1.CS13-CS23に相当する約1200体の胚子立体像 (Kyoto Human Embryo Visualization Project)
2.34T超伝導磁石を用いたMR顕微鏡を用いて、筑波大学の磁気共鳴イメージング研究室と共同で撮像されました。 画素サイズ、40〜150ミクロン立方、画像マトリクスサイズは、128x128x256の拡大像が得られました。胚子1体当り8時間かかりました。「京都コレクション」を用いて行われたヒト胚子約1200例の撮像は、約22ヶ月間にわたって昼夜機械を作動させて行われたそうです。
2.CS22から胎児期初期 (頭殿長-90mm位)(Post-embryonic stage Visualizing Project)

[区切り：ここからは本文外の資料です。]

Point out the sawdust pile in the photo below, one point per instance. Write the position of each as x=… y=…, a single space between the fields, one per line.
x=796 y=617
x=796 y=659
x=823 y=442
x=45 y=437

今井宏彦博士(情報学研究科システム科学専攻医用工学分野)の協力を得て現在撮像中です。7TのMRM (BioSpec 70/20 USR, Bruker Biospin MRI Gmbh, Ettlingen, Germany) with a 1H quadrature transmit-receive volume coil of 35 mm, 72 mm in diameter (T9988, Bruker Biospin)を用いています。また、独自に19mm, 75mmコイル等も開発して応用しています。拡散テンソルイメージング(DTI)撮像も行っています。
3. 胎児期初期から中期(頭殿長 100mm以上)
岡田知久博士(脳機能総合研究センター)の協力を得て臨床用7T MRI (Megatom Siemens)をを用いてT2強調像を撮像しています。